After the news conference, there were murmurs as to why Green had, again, gone heel as the league was considering his fate. The answer to many things Draymond Green is usually, “He can’t help himself.” A brash honesty seeps into his words, burbling up and flooding over the political front.
Despite and maybe even because of the Westbrook implication, Green has since won — for now. He escaped suspension in Golden State’s massive Game 4 Tuesday night in Oklahoma City, but also incurred a flagrant 2 upgrade (and $25,000 fine) for his kick. That upgrade puts Green on the precipice of future suspensions.
Green has received a reprieve, but he shouldn’t get too comfortable. It’s a dynamic Golden State officials still fear, as the team now fights for its playoff life. It’s the background for every Green play from here on out. One overly aggressive move could ruin the historic season.
That’s an issue for a player who’s often on tilt, and a team not far from the brink. If Green garners a future flagrant 1, he’s out a game. If he gets a flagrant 2, he’s missing two games. He also carries four technical foul points in these playoffs, placing him three techs away from a future suspension. While the last flagrant may have been accidental, it removes a safety net for future dubious acts. Warriors officials are concerned about this lack of insurance.

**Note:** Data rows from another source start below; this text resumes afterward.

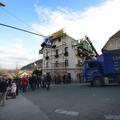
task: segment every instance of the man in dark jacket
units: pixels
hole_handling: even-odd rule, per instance
[[[0,79],[0,105],[5,105],[6,93],[7,93],[8,83],[7,80],[2,77]]]

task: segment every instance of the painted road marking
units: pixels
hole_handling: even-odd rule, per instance
[[[71,116],[78,116],[79,115],[79,112],[67,111],[67,110],[63,110],[63,109],[56,109],[55,112],[60,113],[60,114],[65,114],[65,115],[71,115]]]

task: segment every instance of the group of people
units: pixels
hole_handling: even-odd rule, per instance
[[[50,73],[46,73],[43,75],[32,74],[32,76],[30,77],[27,75],[24,75],[22,78],[20,78],[17,81],[19,81],[18,88],[22,92],[27,92],[28,88],[30,88],[32,91],[40,87],[46,88],[47,90],[49,90],[52,78]]]

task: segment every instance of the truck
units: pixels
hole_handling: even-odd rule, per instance
[[[120,49],[102,50],[96,60],[86,60],[83,65],[83,80],[92,86],[120,84]]]

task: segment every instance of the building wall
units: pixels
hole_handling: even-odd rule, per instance
[[[43,74],[50,72],[52,76],[64,74],[71,74],[73,81],[79,81],[78,74],[81,74],[81,67],[76,66],[78,62],[78,57],[75,54],[75,50],[72,47],[73,42],[76,42],[73,38],[69,36],[61,37],[61,41],[54,40],[56,48],[46,48],[43,49]],[[68,47],[68,56],[65,56],[65,47]],[[58,58],[55,58],[56,49],[58,49]],[[49,59],[46,60],[46,54],[48,53]],[[65,60],[68,60],[68,66],[65,66]],[[58,67],[55,66],[56,61],[58,61]],[[46,67],[46,64],[48,66]]]
[[[104,47],[104,50],[117,50],[120,49],[120,38],[110,39]]]

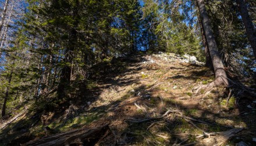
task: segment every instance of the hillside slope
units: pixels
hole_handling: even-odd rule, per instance
[[[229,93],[223,89],[195,94],[194,87],[214,79],[214,74],[200,64],[188,56],[163,53],[98,64],[91,69],[91,81],[81,85],[87,89],[71,95],[79,97],[68,108],[25,110],[9,124],[2,124],[6,126],[1,128],[0,144],[256,144],[255,101],[243,98],[236,104],[237,100],[231,97],[227,104]],[[73,139],[67,141],[65,136]],[[64,138],[53,140],[59,137]]]

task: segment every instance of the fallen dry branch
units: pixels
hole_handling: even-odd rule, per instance
[[[12,123],[13,121],[15,121],[16,119],[17,119],[19,117],[21,116],[24,115],[24,114],[26,114],[27,112],[27,108],[22,111],[21,112],[20,112],[18,115],[16,115],[15,117],[12,118],[10,120],[8,121],[6,123],[3,123],[3,125],[0,128],[0,130],[3,129],[3,128],[6,127],[7,126],[8,126],[10,123]]]
[[[139,123],[147,122],[149,121],[161,119],[161,118],[163,118],[163,117],[168,115],[170,113],[172,113],[172,112],[174,113],[174,112],[180,112],[180,111],[177,111],[177,110],[169,110],[167,111],[163,115],[162,115],[162,116],[160,116],[149,118],[144,119],[134,119],[134,118],[129,118],[129,119],[127,119],[126,121],[131,122],[132,123]]]
[[[228,131],[218,133],[216,136],[200,141],[195,145],[222,145],[243,129],[243,128],[232,129]]]
[[[26,143],[23,145],[70,145],[82,144],[91,145],[95,144],[109,132],[109,124],[94,128],[82,128],[70,132],[56,134],[36,139]]]

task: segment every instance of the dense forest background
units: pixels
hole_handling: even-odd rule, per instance
[[[66,104],[97,75],[91,67],[140,52],[188,54],[214,69],[201,3],[228,77],[253,79],[255,1],[202,1],[1,0],[1,116],[27,103]]]

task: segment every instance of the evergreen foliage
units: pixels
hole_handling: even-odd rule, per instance
[[[68,104],[86,86],[78,84],[86,84],[91,67],[140,50],[205,61],[195,1],[10,1],[1,11],[2,116],[24,102]],[[248,1],[255,25],[255,2]],[[233,79],[252,76],[255,58],[236,1],[205,4],[226,71]]]

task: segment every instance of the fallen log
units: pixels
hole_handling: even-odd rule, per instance
[[[3,129],[5,127],[6,127],[7,126],[8,126],[9,124],[12,123],[13,121],[15,121],[17,120],[19,118],[20,116],[24,115],[25,114],[26,114],[27,112],[27,108],[22,111],[21,112],[19,113],[17,115],[12,118],[10,120],[8,121],[6,123],[3,123],[2,126],[0,127],[0,130]]]
[[[109,124],[94,128],[82,128],[31,140],[22,145],[94,145],[109,133]]]

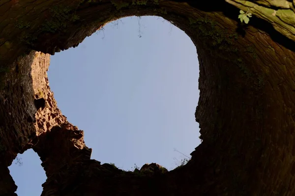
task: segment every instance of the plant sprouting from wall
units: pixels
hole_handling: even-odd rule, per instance
[[[249,9],[246,12],[240,10],[240,14],[238,15],[237,18],[240,19],[241,23],[242,23],[243,22],[244,22],[245,24],[247,24],[250,20],[249,18],[252,17],[252,14],[249,12]]]

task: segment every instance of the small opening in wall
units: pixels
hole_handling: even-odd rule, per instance
[[[19,196],[39,196],[41,186],[46,180],[45,172],[37,153],[30,149],[18,154],[8,167],[10,175],[18,186],[16,193]]]

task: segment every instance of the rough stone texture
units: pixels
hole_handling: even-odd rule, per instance
[[[275,14],[245,25],[239,9],[220,0],[0,0],[0,196],[16,195],[7,167],[30,148],[48,177],[44,196],[295,195],[293,3],[229,0],[258,17]],[[76,47],[134,15],[163,17],[197,49],[203,142],[169,172],[154,163],[126,172],[90,159],[83,131],[61,114],[49,86],[49,55],[42,52]]]

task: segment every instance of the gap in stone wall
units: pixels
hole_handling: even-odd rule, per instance
[[[200,143],[196,47],[157,17],[121,19],[51,56],[50,86],[91,158],[132,170],[172,170]]]
[[[46,180],[45,172],[41,166],[42,162],[38,154],[32,149],[18,154],[8,167],[10,175],[18,186],[19,196],[39,196]]]

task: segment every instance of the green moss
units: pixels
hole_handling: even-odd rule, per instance
[[[248,46],[246,48],[246,49],[248,52],[249,52],[252,57],[255,59],[257,59],[258,56],[257,56],[257,53],[256,50],[251,46]]]
[[[133,5],[146,5],[148,2],[148,0],[132,0]]]
[[[211,46],[227,52],[237,51],[237,48],[234,46],[237,39],[236,33],[229,33],[227,30],[219,27],[215,21],[208,18],[188,19],[191,27],[198,31],[197,35],[207,39]]]
[[[34,42],[37,40],[37,38],[34,37],[32,34],[29,34],[24,31],[19,37],[21,42],[30,46],[34,46]]]
[[[9,72],[9,69],[7,67],[0,67],[0,73],[7,73]]]
[[[56,5],[50,9],[51,19],[47,20],[42,25],[41,31],[54,33],[58,30],[65,29],[69,22],[80,19],[79,16],[72,13],[69,6]]]
[[[116,6],[117,10],[119,10],[123,7],[128,7],[129,5],[128,2],[124,2],[120,0],[112,0],[111,1],[111,2]]]
[[[24,28],[29,28],[30,26],[30,23],[25,23],[22,20],[19,20],[15,22],[14,26],[21,29]]]
[[[167,11],[165,8],[161,8],[160,13],[162,14],[167,14]]]
[[[248,69],[245,63],[244,63],[241,59],[238,58],[235,61],[235,63],[242,72],[246,75],[247,78],[249,78],[253,75],[252,73]]]
[[[153,0],[153,3],[156,5],[159,4],[159,0]]]

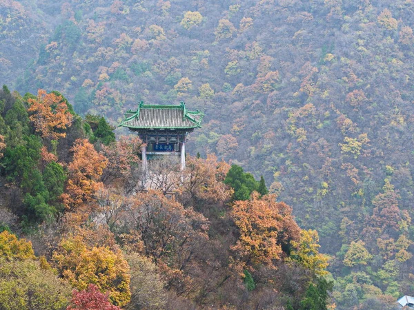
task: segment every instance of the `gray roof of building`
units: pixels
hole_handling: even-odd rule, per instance
[[[191,129],[201,127],[204,114],[188,111],[184,103],[179,105],[144,105],[141,101],[135,111],[129,110],[119,126],[130,129]]]

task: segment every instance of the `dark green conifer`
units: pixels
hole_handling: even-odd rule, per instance
[[[259,194],[260,194],[262,196],[269,194],[269,191],[266,187],[266,183],[264,183],[264,178],[263,178],[263,176],[260,176],[260,182],[259,182],[257,192],[259,192]]]

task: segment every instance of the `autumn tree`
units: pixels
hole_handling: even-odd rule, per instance
[[[235,32],[236,28],[231,21],[228,19],[220,19],[214,34],[215,34],[216,41],[218,41],[231,38]]]
[[[345,254],[344,265],[351,267],[358,265],[366,265],[372,258],[373,256],[365,248],[363,241],[352,241]]]
[[[400,42],[405,45],[411,45],[414,44],[414,34],[413,28],[410,26],[403,26],[400,31]]]
[[[0,309],[61,310],[70,296],[68,283],[39,262],[0,258]]]
[[[4,143],[4,136],[0,134],[0,158],[3,157],[3,150],[6,148],[6,143]]]
[[[58,139],[66,136],[63,131],[70,125],[73,116],[61,96],[39,90],[36,99],[30,98],[28,102],[28,111],[32,112],[30,121],[43,138]]]
[[[181,79],[174,86],[174,89],[179,95],[183,95],[188,93],[192,87],[193,82],[187,77]]]
[[[302,230],[299,240],[290,242],[293,247],[290,257],[315,274],[324,276],[327,273],[328,259],[319,253],[320,245],[318,242],[316,230]]]
[[[371,226],[379,228],[382,231],[395,234],[404,226],[411,222],[411,218],[405,210],[398,207],[400,196],[394,190],[394,185],[389,179],[385,180],[382,193],[378,194],[373,200],[373,214],[369,218]]]
[[[101,293],[98,287],[90,284],[83,291],[73,291],[70,304],[66,310],[121,310],[121,308],[110,302],[108,293]]]
[[[398,21],[393,18],[391,11],[384,9],[377,18],[378,23],[388,30],[395,30],[398,27]]]
[[[102,186],[99,180],[108,165],[106,158],[86,139],[77,140],[70,149],[74,152],[73,161],[68,165],[66,191],[62,195],[63,203],[68,209],[92,199]]]
[[[355,90],[346,95],[345,101],[355,110],[359,109],[367,101],[365,93],[362,90]]]
[[[141,160],[138,156],[142,141],[137,136],[123,136],[115,143],[103,145],[101,153],[108,158],[101,180],[103,183],[122,185],[127,192],[140,180]]]
[[[140,193],[124,214],[129,231],[141,234],[146,256],[174,269],[182,270],[208,238],[206,218],[157,191]]]
[[[191,199],[209,201],[226,201],[232,194],[229,187],[223,181],[230,166],[224,161],[218,161],[213,154],[207,158],[190,157],[186,160],[182,194],[189,195]]]
[[[208,83],[199,87],[199,93],[201,99],[211,99],[214,96],[214,90]]]
[[[150,258],[137,253],[126,256],[130,267],[131,300],[126,310],[165,309],[167,301],[164,283],[157,273],[157,266]]]
[[[181,21],[181,25],[189,30],[203,21],[203,16],[199,12],[186,12]]]
[[[126,304],[130,298],[129,267],[120,251],[108,247],[88,247],[79,236],[63,238],[53,253],[60,274],[79,290],[95,285],[108,292],[111,302]]]
[[[282,258],[289,242],[300,240],[292,208],[277,203],[275,195],[260,198],[253,193],[248,200],[235,201],[230,216],[240,234],[232,249],[246,264],[272,265]]]
[[[240,24],[239,25],[239,31],[244,32],[253,26],[253,19],[251,17],[243,17],[240,20]]]
[[[17,237],[7,230],[0,234],[0,258],[8,260],[34,258],[32,243]]]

It was fair to wonder if Green already was suffering for subduing himself. Recently, before the Game 3 kick, he has tried to quiet down around the refs, holding in his recriminations after drives into contact, jogging back on defense while biting his lip. That’s fantastic for NBA officials, but not entirely in keeping with the All-Star forward’s angrily loquacious style. Perhaps it has nothing to do with a shaky Western Conference finals (so far), but Green was bad enough in Game 3 to inspire some unconventional theories.
“That’s what was frustrating to me,” Green said of his Game 3 performance, in a Monday news conference that mostly focused on a possible suspension. “I was just bad.” Green was a miserable 1-of-9 from the field in Game 3, missing repeatedly at the rim. Usually an incredible defensive player, Green saw Dion Waiters easily driving past him on Sunday. Green set a record for total plus-minus this season but suffered a miserable minus-43 mark in Game 3.
Right now Green would love to properly play the role of villain as Oklahoma City treats him accordingly. Upon getting the initial flagrant on the Adams kick, he ambled up to a jeering crowd and egged on the mob. Green just can’t truly revel in the rage while playing so badly. “I missed a couple easy ones and it kind of killed my whole game,” Green said. “So that was pretty frustrating, especially with all the boos. Because I love boos. It usually helps me play well. It’s frustrating because it usually gets me going.”
If boos truly get Green going, he’ll have plenty of fuel Tuesday night. He is sure to be serenaded with anger throughout Game 4, perhaps to a level unprecedented in these parts. He’s threatening to be a more hated figure in Oklahoma than Patrick Beverley, a theoretically impossible feat.
This is the setup for a classic antihero performance from Green, provided he can play with focus with so many now focused on him. Once a player struggling to make the team, Green is now both famous and infamous. He’s also a marked man, playing without a safety net, while serving as his team’s emotional leader. It’s a moment he was born for, provided he can make good on it.
When asked about the jeers he’s sure to receive, Green responded, “That’s fun. That means I’m on people’s minds.”